Ama haber duyulduğu anda bol miktarda “komplo teorisi” üretilmesi, mantık içi veya dışı varsayımlar sıralanması toplumsal ruh hâlimizi çok açık şekilde gösteriyor.
Sonuçta Kozakçıoğlu, çok yakından bildiği bir dönem hakkında bilgi vermemiş, o dönemin yüzlerce sorusunun aydınlanmasına katkıda bulunamamıştır...
Vicdanlardaki ağırlık
Özal’a başbakanlığı sırasında binlerce kişinin gözü önünde yapılan suikasttan başlayarak, oldukça yakın tarihlerde Başbakan’a suikast hazırlığı iddialarına kadar geçen yaklaşık 20 yıl içinde işlenmiş siyasi cinayetlerin, “operasyonların” haddi hesabı yok.
Bu dönemde ülkenin birçok önemli yazarı da suikastlarda hayatını kaybetti, yüzlerce sade vatandaş da ‘ortadan yok oldu,’ yüksek rütbeli askerlerin ölümlerine ilişkin birçok iddia da hâlâ karanlıklar içinde, binlerce kişi hâlâ korumalarla geziyor.
Hrant Dink cinayeti davasında öyle bir Yargıtay kararı çıktı ki, sanki adaletin tecelli etmesi değil, cinayetle ilgili yeni bir karartma alanı yaratmak amaçlanmış.

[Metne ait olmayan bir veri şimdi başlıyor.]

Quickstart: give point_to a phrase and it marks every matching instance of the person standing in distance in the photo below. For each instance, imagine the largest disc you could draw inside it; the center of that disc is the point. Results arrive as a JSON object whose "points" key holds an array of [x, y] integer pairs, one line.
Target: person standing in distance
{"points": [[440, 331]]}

Bunu davayı yarım gözle izleyenler bile anlıyor.
Yöntem belli...
Turgut Özal hayatını kaybettiğinde cumhurbaşkanıydı, 20 yıl sonra hâlâ ölüm koşullarındaki gariplikler soruşturuluyor, isimleri başka darbe davalarında yer almış asker kişiler kovuşturuluyor.
Bütün bunları hatırlayanların, Kozakçıoğlu’nun ölümünü duyunca “acaba” diye sormalarından daha doğal bir şey olmaz.
Türk toplumunun vicdani temizlenmesi için gereken yöntem başkaları tarafından çoktan bulunmuştur: “Hakikatler Komisyonu” gerçekten hakikatleri ortaya çıkarmayı amaçlayan bir komisyon olabilirse, toplumun vicdani temizliği mümkün olabilir. Özel bir kanunla kurulacak ve kısıtlı olmayan bir sürede her şeyin, ama her şeyin aydınlığa kavuşması için çalışacak bir “Hakikatler Komisyonu” şarttır.